Le conseil de Monsieur [P] [X] a indiqué que ce dernier n'est pas revenu de permission en décembre 2022, qu'à ce moment-là, il préparait sa sortie et ne présentait pas de symptomatologie délirante, de sorte que la contrainte n'avait aucun sens au vu du dernier état clinique, qu'à aucun moment, il est indiqué que Monsieur [P] [X] refusait le traitement ou niait sa situation, que le fait qu'il soit en fugue ne démontre pas l'absence de consentement aux soins, que le préfet dit que Monsieur [P] [X] a commis des faits en juillet 2023 et qu'il est convoqué en 2024 mais aucun élément n'est versé dans le dossier et il est présumé innocent. Elle ajoute que si les faits de juillet étaient avérés, il n'est pas prouvé que des troubles soient à l'origine de ces faits, que le préfet reproche à l'hôpital de ne pas faire des démarches mais la question se pose de savoir qui est responsable de la personne en fugue et que matériellement, il n'y a pas de fondement juridique au maintien de la contrainte. Elle demande la confirmation de l'ordonnance.
L'affaire a été mise en délibéré.
MOTIFS DE LA DECISION
Sur la recevabilité de l'appel
L'appel a été interjeté dans les délais légaux et il est motivé. Il doit être déclaré recevable.
Sur le fond
L'article L.3213-1 du code de la santé publique dispose que le représentant de l'Etat dans le département prononce par arrêté, au vu d'un certificat médical circonstancié, l'admission en soins psychiatriques des personnes dont les troubles mentaux nécessitent des soins et compromettent la sûreté des personnes ou portent atteinte, de façon grave, à l'ordre public.
Les différents avis mensuels et l'avis motivé du docteur [B] du 12 décembre 2023 indiquent : "Patient non examinable, a fugué depuis le 21/12/2022
Tout a été mis en 'uvre pour la réintégration : le patient n'a pas transmis de numéro de téléphone et n'était pas présent pour l'intervention.
Refus de levée de contrainte par la préfecture sur avis médical.
Demande de certificat : impossible sans le patient.
L'état clinique avant la fugue ne donnait aucun élément hétéroagressif ni autoagressif.
Pas d'arguments médicaux au maintien de la contrainte à ce moment-là"
L'avis du 18 décembre 2023 du docteur [B] indique :
« Patient non examinable, a fugué depuis le 21/12/2022
Tout a été mis en 'uvre pour la réintégration : le patient n'a pas transmis de numéro de téléphone et
n'était pas présent pour l'intervention.
Refus de levée de contrainte par la préfecture sur avis médical.
Demande de certificat : impossible sans le patient.
L'état clinique avant la fugue ne donnait aucun élément hétéroagressif ni autoagressif.
Pas d'argument médicaux au maintien de la contrainte à ce moment-là ».

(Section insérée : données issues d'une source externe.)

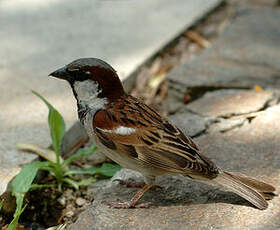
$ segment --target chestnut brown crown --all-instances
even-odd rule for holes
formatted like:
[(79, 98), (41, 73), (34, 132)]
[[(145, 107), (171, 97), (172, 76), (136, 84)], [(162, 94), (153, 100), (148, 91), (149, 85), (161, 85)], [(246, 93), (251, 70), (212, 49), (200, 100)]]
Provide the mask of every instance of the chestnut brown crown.
[(119, 99), (125, 94), (117, 72), (98, 58), (77, 59), (49, 76), (66, 80), (72, 87), (76, 81), (94, 81), (100, 90), (99, 97), (106, 97), (109, 101)]

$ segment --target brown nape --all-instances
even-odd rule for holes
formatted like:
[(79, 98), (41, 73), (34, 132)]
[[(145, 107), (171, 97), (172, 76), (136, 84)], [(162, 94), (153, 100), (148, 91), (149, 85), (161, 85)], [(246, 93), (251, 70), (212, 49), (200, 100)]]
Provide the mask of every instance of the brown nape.
[(112, 102), (125, 95), (122, 83), (116, 72), (101, 66), (86, 66), (84, 70), (90, 71), (92, 80), (99, 83), (100, 97), (106, 97)]

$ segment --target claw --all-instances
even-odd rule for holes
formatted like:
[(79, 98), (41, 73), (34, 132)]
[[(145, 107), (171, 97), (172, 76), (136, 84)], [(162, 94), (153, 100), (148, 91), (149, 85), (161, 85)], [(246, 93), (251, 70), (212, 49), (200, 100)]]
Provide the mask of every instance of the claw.
[(134, 208), (134, 206), (130, 202), (111, 202), (108, 203), (108, 206), (110, 208), (122, 208), (122, 209)]

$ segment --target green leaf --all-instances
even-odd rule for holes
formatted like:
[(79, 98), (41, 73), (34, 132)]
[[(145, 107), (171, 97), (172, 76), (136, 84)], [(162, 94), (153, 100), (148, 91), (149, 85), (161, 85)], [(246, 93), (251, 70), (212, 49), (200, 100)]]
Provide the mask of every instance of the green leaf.
[(59, 154), (62, 138), (65, 134), (65, 123), (57, 110), (49, 111), (49, 126), (51, 130), (54, 151), (56, 154)]
[(102, 167), (96, 169), (96, 173), (103, 176), (112, 177), (120, 169), (121, 166), (117, 164), (103, 163)]
[(59, 149), (60, 145), (62, 143), (62, 138), (65, 134), (65, 122), (63, 117), (60, 115), (60, 113), (40, 94), (38, 94), (35, 91), (32, 91), (33, 94), (35, 94), (37, 97), (39, 97), (49, 108), (49, 127), (50, 127), (50, 133), (52, 138), (52, 144), (53, 149), (56, 153), (56, 160), (57, 163), (59, 163)]
[(82, 158), (82, 157), (87, 157), (90, 156), (95, 150), (97, 150), (97, 146), (92, 145), (89, 148), (81, 148), (78, 150), (78, 152), (74, 155), (72, 155), (71, 157), (68, 157), (64, 163), (63, 163), (63, 167), (69, 165), (73, 160)]
[(55, 184), (32, 184), (29, 190), (31, 191), (36, 189), (53, 188), (53, 187), (55, 187)]
[(65, 173), (65, 175), (71, 175), (71, 174), (89, 174), (89, 175), (103, 175), (107, 177), (112, 177), (114, 174), (119, 171), (121, 167), (116, 164), (110, 164), (110, 163), (103, 163), (101, 167), (90, 167), (85, 169), (77, 169), (77, 170), (69, 170)]
[(23, 211), (25, 210), (27, 204), (19, 210), (19, 212), (14, 216), (14, 219), (12, 220), (12, 222), (9, 224), (8, 230), (14, 230), (17, 227), (18, 224), (18, 220), (20, 215), (23, 213)]
[(70, 179), (70, 178), (64, 178), (63, 181), (67, 184), (69, 184), (70, 186), (74, 187), (76, 190), (79, 189), (79, 185), (76, 181)]
[(94, 175), (96, 173), (96, 170), (92, 168), (84, 168), (84, 169), (72, 169), (65, 172), (65, 176), (69, 175), (82, 175), (82, 174), (88, 174), (88, 175)]
[[(66, 168), (65, 168), (66, 169)], [(47, 164), (42, 167), (42, 170), (48, 171), (52, 176), (54, 176), (58, 182), (58, 184), (62, 183), (64, 177), (64, 168), (61, 164), (53, 163), (48, 161)], [(67, 168), (68, 170), (68, 168)]]
[(75, 181), (70, 178), (64, 178), (63, 181), (78, 190), (80, 186), (88, 186), (92, 182), (96, 182), (96, 178), (90, 177), (87, 179), (82, 179), (80, 181)]
[(14, 218), (16, 218), (16, 216), (21, 212), (21, 208), (22, 208), (22, 205), (23, 205), (23, 199), (24, 199), (24, 195), (25, 193), (17, 193), (15, 194), (16, 196), (16, 204), (17, 204), (17, 208), (16, 208), (16, 211), (14, 213)]
[(92, 182), (96, 182), (97, 179), (94, 177), (90, 177), (90, 178), (86, 178), (86, 179), (82, 179), (80, 181), (77, 182), (78, 186), (88, 186), (90, 185)]
[(3, 207), (3, 200), (0, 201), (0, 211), (1, 211), (2, 207)]
[(48, 162), (33, 161), (25, 164), (19, 174), (12, 181), (12, 193), (26, 193), (32, 184), (37, 171), (46, 166)]
[(37, 174), (37, 171), (44, 167), (48, 162), (33, 161), (25, 164), (19, 174), (13, 179), (11, 183), (12, 195), (16, 197), (17, 209), (15, 216), (22, 208), (23, 198), (26, 192), (29, 191), (30, 186)]

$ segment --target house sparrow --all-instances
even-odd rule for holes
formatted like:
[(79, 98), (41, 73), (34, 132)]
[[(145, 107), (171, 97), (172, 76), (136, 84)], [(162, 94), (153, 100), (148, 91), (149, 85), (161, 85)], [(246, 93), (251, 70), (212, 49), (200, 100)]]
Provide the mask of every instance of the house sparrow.
[(70, 83), (79, 119), (105, 155), (145, 178), (144, 187), (130, 201), (116, 202), (112, 207), (145, 207), (137, 202), (153, 186), (155, 177), (176, 174), (220, 185), (259, 209), (268, 207), (266, 199), (272, 198), (273, 186), (219, 168), (179, 128), (128, 95), (106, 62), (81, 58), (50, 76)]

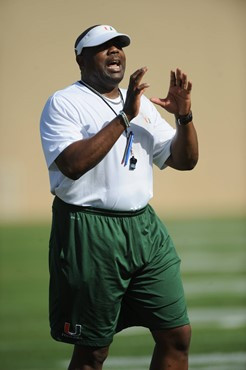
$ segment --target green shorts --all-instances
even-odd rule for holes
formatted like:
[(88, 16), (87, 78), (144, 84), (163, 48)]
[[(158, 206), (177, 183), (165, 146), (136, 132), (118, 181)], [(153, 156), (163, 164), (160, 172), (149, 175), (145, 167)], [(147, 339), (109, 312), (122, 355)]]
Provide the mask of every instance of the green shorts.
[(189, 323), (180, 259), (151, 206), (113, 212), (55, 198), (50, 327), (58, 341), (107, 346), (130, 326)]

S'il est exact que la fugue ne peut pas fonder la levée d'une mesure de soins psychiatriques sur décision du représentant de l'Etat, il ressort des avis médicaux, notamment le plus récent que le médecin ne conclut pas au maintien de la mesure de soins contraints, au contraire, elle conclut qu'avant la fugue, le patient ne présentait pas d'état clinique hétéroagressif ou autoagressif, de sorte que la mesure de contrainte n'est plus justifiée. L'ordonnance sera confirmée.
PAR CES MOTIFS
Statuant par ordonnance réputée contradictoire,
Déclarons l'appel du Procureur de la République recevable,
Confirmons l'ordonnance entreprise,
Laissons les dépens à la charge du Trésor public.
Prononcé par mise à disposition de notre ordonnance au greffe de la cour, les parties en ayant été préalablement avisées selon les conditions prévues au deuxième alinéa de l'article 450 du code de procédure civile.